Si c’est là le fruit des formations que nous donnons, alors, c’est nous qui devons nous remettre en question.
Le seul fait que ce jeune chercheur s’interroge aussi fondamentalement sur ce qui constitue son métier de scientifique donne froid dans le dos, et doit nous interpeller.
N’est-il pas temps que nous nous interrogions sur notre manière d’enseigner, si vraiment elle laisse la place à de tels doutes ou les crée?
Le malaise de ce chercheur n’est-il pas révélateur du fait que nous avons trop tendance à enseigner ex cathedra et à asséner à nos étudiants des affirmations qui, pour eux, équivalent à des vérités révélées, au point qu’ils les considèrent comme des dogmes?
Ne nous éloignons-nous pas trop de la démonstration rigoureuse assortie d’une approche pratique, d’une familiarisation sensorielle avec le réel?
N’utilisons-nous pas trop souvent des raccourcis qui nous font dire que « c’est comme ça »?
N’énonçons-nous pas trop les choses sous forme assertive, sans démonstration, par souci excessif de rapidité et de concision, parce que nous voulons donner à nos étudiants trop de matière et pas assez de temps pour comprendre comment on a accumulé ces connaissances, comment on peut les acquérir?
Sous prétexte de la quantité croissante de connaissances à transmettre, ne sacrifions-nous pas le raisonnement ainsi que le cheminement historique de la pensée?

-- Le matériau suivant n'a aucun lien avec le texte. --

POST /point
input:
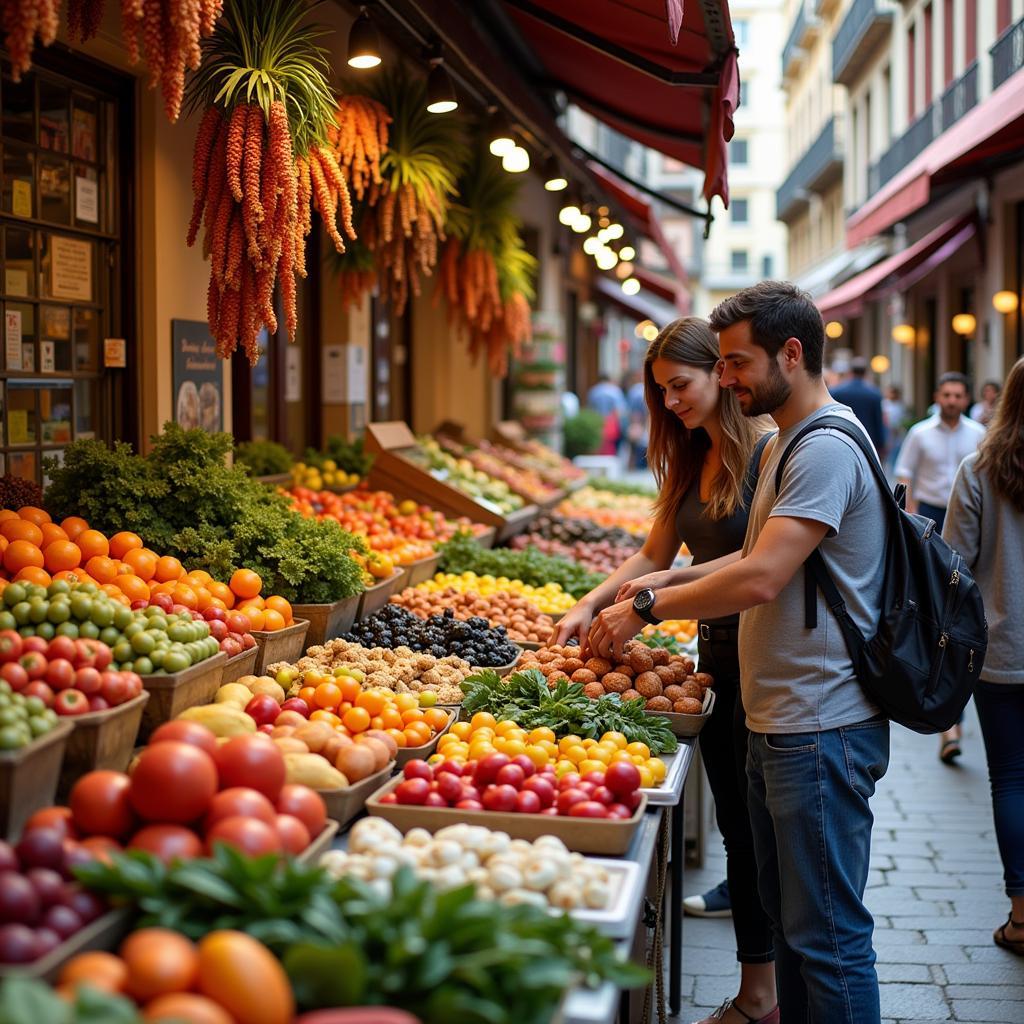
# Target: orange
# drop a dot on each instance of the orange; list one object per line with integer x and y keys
{"x": 20, "y": 554}
{"x": 34, "y": 514}
{"x": 279, "y": 604}
{"x": 124, "y": 542}
{"x": 168, "y": 567}
{"x": 102, "y": 568}
{"x": 61, "y": 556}
{"x": 97, "y": 969}
{"x": 22, "y": 529}
{"x": 74, "y": 525}
{"x": 245, "y": 583}
{"x": 159, "y": 961}
{"x": 92, "y": 543}
{"x": 33, "y": 573}
{"x": 356, "y": 720}
{"x": 142, "y": 561}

Une telle distanciation par rapport au concret est-elle compatible avec l’apprentissage de la science moderne et ne s’aggrave-t-elle pas de génération en génération?

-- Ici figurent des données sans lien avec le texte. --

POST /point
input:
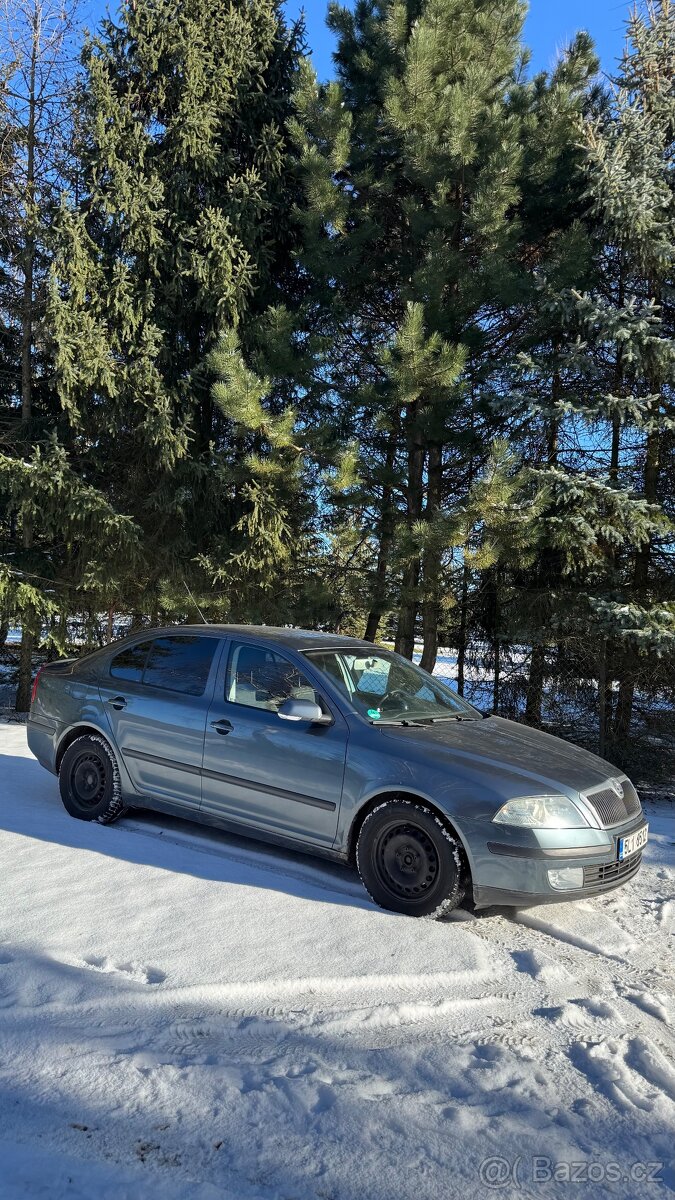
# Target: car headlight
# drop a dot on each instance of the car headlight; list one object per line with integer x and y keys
{"x": 541, "y": 813}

J’ignore si la vision de ce jeune homme est exceptionnelle, mais le seul fait qu’elle existe mérite qu’on s’y penche sérieusement, sous peine de former de plus en plus de jeunes qui seront incapables de faire la part des choses entre la science, les mythes et les dogmes. Au lieu de leur apprendre à apprendre, nous en aurons fait des machines à emmagasiner des informations, entraînées à gober n’importe quoi, venant de n’importe qui. Un bon public pour les Harun Yahya.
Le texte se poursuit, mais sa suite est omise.